Einen Führerschein brauchen die Fahrer noch nicht, ist es lediglich eine DMC-Lizenz erforderlich. Im Besitz dieser ist auch der 13-jährige Jan Sievert, der schon mit acht Jahren seine ersten Kilometer im Buggy absolviert hatte. „Ich habe gegen die Jungs keine Schnitte mehr“, lacht Ralf Sievert, der bei den Vereinsmeisterschaften selbst die Steuerung noch in die Hand nimmt. Aber allein mit der Steuerung des Gefährts ist es nicht getan. Wie in der Formel 1 kommt es auch auf die Boxenstopps an und vor allem die Zeit, in der die Autos abgefertigt werden. „In der Regel muss man bei einem 30-Minuten-Rennen zweimal an den Tankrüssel. Reine Standzeit sind drei Sekunden“, berichtet der Dülmener Rennfahrer aus seiner Erfahrung.
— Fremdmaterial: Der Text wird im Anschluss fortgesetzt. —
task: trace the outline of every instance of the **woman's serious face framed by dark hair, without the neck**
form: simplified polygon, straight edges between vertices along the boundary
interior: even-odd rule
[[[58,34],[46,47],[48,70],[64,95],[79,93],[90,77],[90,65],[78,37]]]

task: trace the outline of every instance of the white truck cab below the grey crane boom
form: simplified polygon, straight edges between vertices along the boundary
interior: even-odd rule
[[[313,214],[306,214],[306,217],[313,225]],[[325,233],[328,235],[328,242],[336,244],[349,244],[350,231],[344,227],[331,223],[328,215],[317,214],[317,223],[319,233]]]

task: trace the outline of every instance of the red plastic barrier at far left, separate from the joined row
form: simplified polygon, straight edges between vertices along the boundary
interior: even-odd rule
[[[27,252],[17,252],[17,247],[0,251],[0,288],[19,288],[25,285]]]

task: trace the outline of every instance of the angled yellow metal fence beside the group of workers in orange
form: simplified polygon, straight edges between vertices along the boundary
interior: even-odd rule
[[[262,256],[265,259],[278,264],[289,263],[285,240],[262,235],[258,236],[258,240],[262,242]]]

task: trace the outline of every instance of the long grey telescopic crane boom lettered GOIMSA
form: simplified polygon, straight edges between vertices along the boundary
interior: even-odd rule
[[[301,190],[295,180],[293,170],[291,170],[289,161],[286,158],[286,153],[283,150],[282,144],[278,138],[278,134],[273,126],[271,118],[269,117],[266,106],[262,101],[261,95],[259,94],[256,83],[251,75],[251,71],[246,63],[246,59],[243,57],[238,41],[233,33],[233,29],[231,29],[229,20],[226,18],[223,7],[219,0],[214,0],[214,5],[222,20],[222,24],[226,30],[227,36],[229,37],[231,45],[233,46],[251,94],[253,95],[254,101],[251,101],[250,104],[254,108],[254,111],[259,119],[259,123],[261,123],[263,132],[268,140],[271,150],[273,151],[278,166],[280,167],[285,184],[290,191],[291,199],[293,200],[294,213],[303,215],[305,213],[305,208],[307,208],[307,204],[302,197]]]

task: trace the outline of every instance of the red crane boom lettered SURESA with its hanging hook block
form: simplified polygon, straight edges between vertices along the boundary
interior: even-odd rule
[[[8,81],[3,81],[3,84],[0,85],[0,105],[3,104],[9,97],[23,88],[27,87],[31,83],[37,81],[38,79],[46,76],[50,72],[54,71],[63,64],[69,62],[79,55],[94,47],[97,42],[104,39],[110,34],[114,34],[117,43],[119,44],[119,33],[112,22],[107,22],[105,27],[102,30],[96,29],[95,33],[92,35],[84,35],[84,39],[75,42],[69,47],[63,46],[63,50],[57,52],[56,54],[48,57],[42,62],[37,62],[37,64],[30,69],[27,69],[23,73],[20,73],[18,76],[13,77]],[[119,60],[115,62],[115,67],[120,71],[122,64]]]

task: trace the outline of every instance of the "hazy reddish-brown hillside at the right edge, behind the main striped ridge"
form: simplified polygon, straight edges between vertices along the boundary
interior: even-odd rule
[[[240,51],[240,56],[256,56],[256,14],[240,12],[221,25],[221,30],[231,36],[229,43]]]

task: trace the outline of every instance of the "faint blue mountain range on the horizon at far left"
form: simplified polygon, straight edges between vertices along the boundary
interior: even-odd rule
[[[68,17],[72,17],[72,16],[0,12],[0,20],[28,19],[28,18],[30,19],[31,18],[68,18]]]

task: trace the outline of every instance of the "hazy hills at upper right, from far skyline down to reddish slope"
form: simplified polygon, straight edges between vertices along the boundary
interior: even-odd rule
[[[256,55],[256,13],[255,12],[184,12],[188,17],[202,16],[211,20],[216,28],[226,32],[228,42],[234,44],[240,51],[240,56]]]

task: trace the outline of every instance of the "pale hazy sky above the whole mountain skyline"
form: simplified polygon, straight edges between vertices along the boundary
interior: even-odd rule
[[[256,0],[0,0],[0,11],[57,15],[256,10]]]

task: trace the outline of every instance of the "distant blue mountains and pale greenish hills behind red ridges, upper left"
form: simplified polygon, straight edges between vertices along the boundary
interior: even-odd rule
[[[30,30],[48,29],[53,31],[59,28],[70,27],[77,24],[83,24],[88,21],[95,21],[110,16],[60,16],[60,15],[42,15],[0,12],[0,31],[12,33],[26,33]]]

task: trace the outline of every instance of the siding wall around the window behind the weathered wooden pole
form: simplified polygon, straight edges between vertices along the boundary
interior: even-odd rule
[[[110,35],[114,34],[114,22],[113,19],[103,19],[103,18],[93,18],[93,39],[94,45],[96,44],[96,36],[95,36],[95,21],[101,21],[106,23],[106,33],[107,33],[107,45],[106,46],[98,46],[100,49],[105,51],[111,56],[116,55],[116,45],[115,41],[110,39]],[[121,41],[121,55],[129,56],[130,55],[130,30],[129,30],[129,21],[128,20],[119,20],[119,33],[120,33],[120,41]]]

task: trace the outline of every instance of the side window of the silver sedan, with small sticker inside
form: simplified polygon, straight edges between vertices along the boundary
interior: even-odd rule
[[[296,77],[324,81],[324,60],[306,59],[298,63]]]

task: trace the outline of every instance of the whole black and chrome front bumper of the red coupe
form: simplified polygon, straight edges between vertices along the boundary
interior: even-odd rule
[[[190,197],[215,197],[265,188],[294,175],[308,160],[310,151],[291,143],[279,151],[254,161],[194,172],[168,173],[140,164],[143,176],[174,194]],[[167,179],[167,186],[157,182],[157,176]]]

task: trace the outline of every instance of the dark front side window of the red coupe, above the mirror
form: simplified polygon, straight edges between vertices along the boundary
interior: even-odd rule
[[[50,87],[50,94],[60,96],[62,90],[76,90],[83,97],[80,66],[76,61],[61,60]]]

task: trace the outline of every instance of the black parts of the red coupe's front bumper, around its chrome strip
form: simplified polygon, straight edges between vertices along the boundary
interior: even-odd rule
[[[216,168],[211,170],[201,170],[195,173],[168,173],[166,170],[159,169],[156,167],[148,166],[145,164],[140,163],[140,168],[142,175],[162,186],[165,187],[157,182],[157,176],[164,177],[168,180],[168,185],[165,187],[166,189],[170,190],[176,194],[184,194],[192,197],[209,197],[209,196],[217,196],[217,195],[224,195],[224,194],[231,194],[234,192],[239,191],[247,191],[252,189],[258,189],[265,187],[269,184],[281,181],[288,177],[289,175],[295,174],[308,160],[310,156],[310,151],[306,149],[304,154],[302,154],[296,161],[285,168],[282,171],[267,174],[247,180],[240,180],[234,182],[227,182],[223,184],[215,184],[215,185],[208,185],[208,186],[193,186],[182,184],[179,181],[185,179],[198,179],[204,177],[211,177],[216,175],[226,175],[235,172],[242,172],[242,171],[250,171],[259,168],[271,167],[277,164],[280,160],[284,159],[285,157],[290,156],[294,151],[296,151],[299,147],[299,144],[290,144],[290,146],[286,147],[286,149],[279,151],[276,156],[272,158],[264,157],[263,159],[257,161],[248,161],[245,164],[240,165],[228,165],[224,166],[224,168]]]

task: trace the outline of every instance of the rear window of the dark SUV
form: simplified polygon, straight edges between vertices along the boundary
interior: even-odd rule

Er erreichte jüngst bei der DM in Schwedt (1. Lauf) und in Welden im Allgäu (2. Lauf) den dritten Platz als Deutscher Juniorenmeister.

„Erstmalig in der Vereinsgeschichte des RCCC-Coesfeld hat ein Jugendlicher in einem Finallauf zur deutschen Meisterschaft erfolgreich teilgenommen, ebenso einmalig ist der Titel Jugendvizemeister des Lengericher Lukas Strothmann“, berichtet Ralf Sievert. Auf Hunderstel Sekunden kommt es auch an diesem Samstag von 15 bis 18 Uhr beim 4. Clubrennen auf dem Vereinsgelände an, wenn rund 20 Fahrer an den Start gehen. Wer also Lust hat, ein Rennen hautnah mitzuerleben oder selbst mal eine Runde auszuprobieren, ist nach Coesfeld eingeladen. Der Eintritt ist frei.